Published online by Cambridge University Press: 17 September 2020
There can be no doubt that Toni Healey's most important contribution to Anglo-Saxon studies has been her visionary leadership of the Dictionary of Old English, first as Co-Editor from 1985 to 1989, then as Editor from 1989 to her retirement in 2014. Her boundless energy and enthusiasm for furthering the work of the DOE kept this important enterprise alive and well through many trials, and she continues to benefit the project by sharing her expertise and wisdom with current staff members, including myself.
Her key role in such a monumental undertaking as the Dictionary of Old English may, however, threaten to overshadow another part of Toni Healey's scholarly legacy: her editio princeps of an Old English homily based on one of the Long Versions of the apocryphon usually called the Visio Sancti Pauli. Healey's excellent edition of this homily (DOE short title HomM 1) and her study of its sources laid the groundwork for later research on the influence of the Visio Pauli on Old English texts, and, thanks in part to her work, the Visio is now recognized as one of the most important sources of medieval Insular ideas about judgment, heaven, and hell. In the present essay, I hope to build on the work of Healey and other scholars in bringing to light some evidence for a hitherto unknown redaction of the Visio Pauli, which seems to have been the source for an early Middle English homily.
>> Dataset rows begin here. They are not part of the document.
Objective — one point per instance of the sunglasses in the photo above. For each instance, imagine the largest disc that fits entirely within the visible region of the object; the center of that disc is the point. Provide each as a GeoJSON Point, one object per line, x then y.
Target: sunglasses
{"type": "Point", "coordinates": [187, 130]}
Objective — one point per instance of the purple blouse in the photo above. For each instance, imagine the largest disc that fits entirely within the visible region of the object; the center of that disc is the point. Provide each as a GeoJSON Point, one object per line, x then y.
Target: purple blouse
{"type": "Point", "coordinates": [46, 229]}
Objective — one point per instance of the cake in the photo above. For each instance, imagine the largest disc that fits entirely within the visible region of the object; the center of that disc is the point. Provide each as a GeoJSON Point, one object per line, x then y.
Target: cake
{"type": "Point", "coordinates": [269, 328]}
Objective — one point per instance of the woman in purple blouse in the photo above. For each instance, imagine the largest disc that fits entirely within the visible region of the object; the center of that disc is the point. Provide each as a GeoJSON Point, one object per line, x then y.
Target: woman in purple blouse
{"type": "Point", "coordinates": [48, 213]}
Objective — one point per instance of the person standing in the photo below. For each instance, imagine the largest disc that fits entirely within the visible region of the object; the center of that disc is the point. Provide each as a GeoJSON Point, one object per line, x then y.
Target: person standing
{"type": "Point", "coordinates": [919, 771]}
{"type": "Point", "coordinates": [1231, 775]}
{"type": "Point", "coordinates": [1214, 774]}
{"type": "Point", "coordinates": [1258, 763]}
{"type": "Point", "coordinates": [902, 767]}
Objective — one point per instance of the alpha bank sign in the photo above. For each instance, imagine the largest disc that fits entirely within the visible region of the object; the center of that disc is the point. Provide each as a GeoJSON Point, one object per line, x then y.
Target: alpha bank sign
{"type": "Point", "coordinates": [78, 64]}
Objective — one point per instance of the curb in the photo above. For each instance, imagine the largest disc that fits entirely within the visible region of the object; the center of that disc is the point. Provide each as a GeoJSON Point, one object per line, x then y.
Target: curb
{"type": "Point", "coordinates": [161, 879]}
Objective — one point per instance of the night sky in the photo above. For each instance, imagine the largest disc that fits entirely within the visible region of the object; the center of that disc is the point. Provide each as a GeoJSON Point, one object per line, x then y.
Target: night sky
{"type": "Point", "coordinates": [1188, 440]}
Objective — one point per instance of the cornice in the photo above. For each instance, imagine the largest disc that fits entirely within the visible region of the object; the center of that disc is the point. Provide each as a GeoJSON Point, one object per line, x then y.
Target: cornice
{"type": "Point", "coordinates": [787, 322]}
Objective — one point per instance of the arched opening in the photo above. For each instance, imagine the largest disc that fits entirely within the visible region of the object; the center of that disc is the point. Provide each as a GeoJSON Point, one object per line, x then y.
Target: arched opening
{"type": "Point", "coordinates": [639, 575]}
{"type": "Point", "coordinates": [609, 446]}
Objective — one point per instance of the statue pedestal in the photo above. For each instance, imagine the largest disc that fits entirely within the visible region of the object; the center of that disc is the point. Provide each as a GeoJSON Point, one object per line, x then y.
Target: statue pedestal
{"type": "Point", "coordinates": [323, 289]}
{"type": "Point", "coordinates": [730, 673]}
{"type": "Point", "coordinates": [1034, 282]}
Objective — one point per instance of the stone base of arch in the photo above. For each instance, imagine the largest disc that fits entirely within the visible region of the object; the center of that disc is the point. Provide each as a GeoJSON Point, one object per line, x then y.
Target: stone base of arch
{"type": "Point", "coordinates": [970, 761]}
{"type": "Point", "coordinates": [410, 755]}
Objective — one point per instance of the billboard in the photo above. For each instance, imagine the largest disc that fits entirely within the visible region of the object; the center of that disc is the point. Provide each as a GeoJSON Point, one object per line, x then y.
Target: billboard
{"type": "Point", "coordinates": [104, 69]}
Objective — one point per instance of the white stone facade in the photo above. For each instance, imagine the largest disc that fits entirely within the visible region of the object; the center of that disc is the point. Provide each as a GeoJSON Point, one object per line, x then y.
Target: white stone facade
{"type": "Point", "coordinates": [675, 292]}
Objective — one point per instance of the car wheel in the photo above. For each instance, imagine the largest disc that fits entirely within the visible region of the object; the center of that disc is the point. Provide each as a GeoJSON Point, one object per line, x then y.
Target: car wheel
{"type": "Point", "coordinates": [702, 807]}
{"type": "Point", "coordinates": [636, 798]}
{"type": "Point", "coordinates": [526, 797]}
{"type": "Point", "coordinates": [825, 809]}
London, Lambeth Palace, MS 487 was written around the year 1200 in the West Midlands. It contains, alongside a copy of the Poema morale, seventeen English homilies, four of which go back in whole or in part to Old English texts by Ælfric and Wulfstan. Most of the fourth homily in Lambeth 487 (hereafter Lambeth 4) is an account of a tour of hell taken by St Paul, in which Michael the Archangel shows him the punishments of several classes of sinners, along with various other horrors. At the conclusion of this tour, Paul and Michael successfully entreat God to give the damned a respite from their torments every Sunday until the Last Judgment. Anyone familiar with the Visio Pauli will immediately identify the outline of this story, and the homily has long been recognized as a vernacular adaptation of some version of the apocryphon.